Design and art are intricate topics that have their own logic and demand both reasoned and intuitive appreciation. I've devoted a lot of time over the years to practicing various visual arts and to studying fine examples when the opportunity allowed. There are principles to how an image pulls together, and how you execute it, which are just as important to success in business and life.
Learn to see
A great example is one of the underlying principles of drawing. Most people can't draw largely because when they look at an object, they don't actually see it. Have someone draw a chair and you may see a rectangle of a seat with four legs projecting from it. The person has just anticipated what the piece of furniture is supposed to look at. It takes time to learn to recognize exactly what you see, not what you think you should see. But in anything you do, it is important to note the circumstances, resources, and potential that are actually there, not what you wish were there. Develop an appreciation for reality. Only then can you solve the problems you face and realize the opportunities that truly exist.
Keep an eye on the big picture
When you draw or paint, you generally work on the entire composition at once. You don't let the details of one aspect distract you to a point that you lose track of the whole. Otherwise, you can find that a figure runs off one edge of the medium or you might find a flower overwhelms a forest. Whatever you do, keep paying attention to the structure and process of your overall goal. This is particularly important in project management, when you break things down into individual steps. Keep in mind where you're ultimately going.
Develop a taste for the invisible
In a traditional course in figure drawing, students learn human anatomy and spend considerable time drawing skeletons and what the musculature of someone in a given pose would look like if visible.
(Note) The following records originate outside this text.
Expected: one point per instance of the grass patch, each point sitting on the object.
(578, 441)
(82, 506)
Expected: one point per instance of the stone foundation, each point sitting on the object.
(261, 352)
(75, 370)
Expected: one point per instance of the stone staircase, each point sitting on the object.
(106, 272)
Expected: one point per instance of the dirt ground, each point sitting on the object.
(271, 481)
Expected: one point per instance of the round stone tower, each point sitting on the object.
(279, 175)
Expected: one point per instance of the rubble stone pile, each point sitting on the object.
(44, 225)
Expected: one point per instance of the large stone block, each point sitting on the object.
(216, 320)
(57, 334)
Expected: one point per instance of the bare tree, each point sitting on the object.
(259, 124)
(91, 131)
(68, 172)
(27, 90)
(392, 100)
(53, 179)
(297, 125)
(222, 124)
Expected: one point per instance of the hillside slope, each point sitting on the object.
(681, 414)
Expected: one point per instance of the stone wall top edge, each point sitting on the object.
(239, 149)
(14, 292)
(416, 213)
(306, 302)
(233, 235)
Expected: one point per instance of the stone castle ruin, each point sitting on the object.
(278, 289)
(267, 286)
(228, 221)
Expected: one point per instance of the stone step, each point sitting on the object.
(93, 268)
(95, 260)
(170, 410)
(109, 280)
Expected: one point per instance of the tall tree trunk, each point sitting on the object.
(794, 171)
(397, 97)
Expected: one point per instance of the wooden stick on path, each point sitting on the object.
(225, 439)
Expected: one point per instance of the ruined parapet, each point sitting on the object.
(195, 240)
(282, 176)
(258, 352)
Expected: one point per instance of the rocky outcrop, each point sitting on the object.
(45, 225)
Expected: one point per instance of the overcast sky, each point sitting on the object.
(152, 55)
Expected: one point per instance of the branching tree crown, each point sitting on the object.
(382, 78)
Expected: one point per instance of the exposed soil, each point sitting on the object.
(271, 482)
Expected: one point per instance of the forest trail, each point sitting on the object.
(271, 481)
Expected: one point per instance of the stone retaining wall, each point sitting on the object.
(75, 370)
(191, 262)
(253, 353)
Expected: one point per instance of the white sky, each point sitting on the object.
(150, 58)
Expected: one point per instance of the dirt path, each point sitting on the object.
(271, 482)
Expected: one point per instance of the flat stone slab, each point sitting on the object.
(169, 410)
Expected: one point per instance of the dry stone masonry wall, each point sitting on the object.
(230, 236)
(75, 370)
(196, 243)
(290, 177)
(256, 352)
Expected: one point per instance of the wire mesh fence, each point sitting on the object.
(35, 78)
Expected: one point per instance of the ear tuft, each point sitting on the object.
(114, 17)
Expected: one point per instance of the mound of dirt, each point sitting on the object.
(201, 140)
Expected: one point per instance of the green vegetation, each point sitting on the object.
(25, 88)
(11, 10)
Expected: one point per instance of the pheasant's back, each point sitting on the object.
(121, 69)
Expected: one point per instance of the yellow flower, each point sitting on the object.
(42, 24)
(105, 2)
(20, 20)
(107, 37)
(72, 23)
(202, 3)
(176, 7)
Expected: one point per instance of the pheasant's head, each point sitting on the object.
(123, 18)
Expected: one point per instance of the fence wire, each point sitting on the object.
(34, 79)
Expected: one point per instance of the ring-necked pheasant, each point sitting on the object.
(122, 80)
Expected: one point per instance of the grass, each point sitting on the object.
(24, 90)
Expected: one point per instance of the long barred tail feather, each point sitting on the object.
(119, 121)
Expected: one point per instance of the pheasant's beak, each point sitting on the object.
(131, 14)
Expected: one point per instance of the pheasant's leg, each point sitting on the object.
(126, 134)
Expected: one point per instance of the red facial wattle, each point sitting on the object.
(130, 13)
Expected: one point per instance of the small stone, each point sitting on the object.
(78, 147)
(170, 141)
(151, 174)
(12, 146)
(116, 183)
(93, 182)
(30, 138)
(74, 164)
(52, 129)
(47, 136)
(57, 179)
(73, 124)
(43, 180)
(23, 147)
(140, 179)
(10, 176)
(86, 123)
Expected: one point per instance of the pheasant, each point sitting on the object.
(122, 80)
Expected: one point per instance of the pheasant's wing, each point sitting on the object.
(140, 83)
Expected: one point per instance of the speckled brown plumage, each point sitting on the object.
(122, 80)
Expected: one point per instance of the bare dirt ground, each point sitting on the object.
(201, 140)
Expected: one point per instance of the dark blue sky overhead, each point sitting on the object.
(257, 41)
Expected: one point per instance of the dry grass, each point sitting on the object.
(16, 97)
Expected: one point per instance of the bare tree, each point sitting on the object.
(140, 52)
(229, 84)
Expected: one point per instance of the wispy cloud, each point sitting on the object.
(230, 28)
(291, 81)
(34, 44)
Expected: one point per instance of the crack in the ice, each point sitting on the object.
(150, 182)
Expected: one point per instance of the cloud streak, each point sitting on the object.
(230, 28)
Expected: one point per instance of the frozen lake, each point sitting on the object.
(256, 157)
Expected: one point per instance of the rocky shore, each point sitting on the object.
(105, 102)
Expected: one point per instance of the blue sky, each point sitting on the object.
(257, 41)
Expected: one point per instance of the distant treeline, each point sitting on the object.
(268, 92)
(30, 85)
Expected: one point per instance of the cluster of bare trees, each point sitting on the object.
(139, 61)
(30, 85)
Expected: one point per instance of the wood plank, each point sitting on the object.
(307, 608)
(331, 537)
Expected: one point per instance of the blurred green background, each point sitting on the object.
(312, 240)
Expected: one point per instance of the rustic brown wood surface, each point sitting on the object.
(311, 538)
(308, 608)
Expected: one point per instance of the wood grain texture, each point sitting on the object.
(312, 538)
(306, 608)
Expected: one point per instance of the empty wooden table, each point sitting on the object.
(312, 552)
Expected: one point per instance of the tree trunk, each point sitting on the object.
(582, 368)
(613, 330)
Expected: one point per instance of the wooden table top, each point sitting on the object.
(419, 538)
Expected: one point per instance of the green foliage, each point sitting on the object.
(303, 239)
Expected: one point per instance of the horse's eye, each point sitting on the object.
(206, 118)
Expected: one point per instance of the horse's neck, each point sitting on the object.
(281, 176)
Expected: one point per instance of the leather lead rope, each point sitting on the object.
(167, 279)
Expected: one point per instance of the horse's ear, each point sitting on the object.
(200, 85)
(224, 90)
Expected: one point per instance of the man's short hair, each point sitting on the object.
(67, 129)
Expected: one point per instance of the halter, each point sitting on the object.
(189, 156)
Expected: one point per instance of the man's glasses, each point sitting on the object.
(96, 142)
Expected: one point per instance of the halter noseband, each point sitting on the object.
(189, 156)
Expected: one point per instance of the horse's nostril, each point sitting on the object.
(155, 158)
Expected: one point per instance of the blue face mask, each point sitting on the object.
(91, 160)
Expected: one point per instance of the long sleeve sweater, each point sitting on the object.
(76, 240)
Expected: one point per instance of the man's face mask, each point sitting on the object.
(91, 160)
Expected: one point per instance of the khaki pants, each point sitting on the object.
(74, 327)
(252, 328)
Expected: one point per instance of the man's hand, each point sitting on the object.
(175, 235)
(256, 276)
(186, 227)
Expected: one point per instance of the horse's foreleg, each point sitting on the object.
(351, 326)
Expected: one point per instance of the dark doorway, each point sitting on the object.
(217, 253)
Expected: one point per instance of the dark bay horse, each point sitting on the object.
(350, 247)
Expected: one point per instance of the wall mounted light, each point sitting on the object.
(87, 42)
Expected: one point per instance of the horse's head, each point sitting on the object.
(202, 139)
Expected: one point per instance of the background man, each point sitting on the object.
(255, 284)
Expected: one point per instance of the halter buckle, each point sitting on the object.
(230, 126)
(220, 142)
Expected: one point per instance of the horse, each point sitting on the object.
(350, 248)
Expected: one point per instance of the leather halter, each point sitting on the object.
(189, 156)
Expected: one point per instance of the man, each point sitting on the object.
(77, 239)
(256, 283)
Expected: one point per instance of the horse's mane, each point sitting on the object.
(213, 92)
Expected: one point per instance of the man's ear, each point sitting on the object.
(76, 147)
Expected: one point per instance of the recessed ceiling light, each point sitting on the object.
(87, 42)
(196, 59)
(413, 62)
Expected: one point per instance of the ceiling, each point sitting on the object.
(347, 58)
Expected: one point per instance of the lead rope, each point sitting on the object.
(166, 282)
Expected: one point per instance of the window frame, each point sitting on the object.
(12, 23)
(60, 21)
Learn to appreciate what goes into the structure or object that you find appealing. An understanding of the inside helps you better relate to the outside.
Control your palette
Color is delightful but tricky. You can introduce a mind-blowing combination of tints and hues available to you, but the result will likely be chaotic. Better to restrict the elements you use to make the whole, finding parts that work harmoniously. You'll have better control over what you do and increase the chances of success.
Find your medium
Although you could dabble in anything, you're usually best off finding the medium in which you can work most effectively. Some might use oil paints, others acrylics. There are people who primarily draw with charcoal or graphite and those who love pastels or watercolors. Find the business medium that speaks to you and in which you find yourself most versatile. This may take some experimentation. Don't worry, as whatever you do, you'll learn things that will help when you find what resonates most.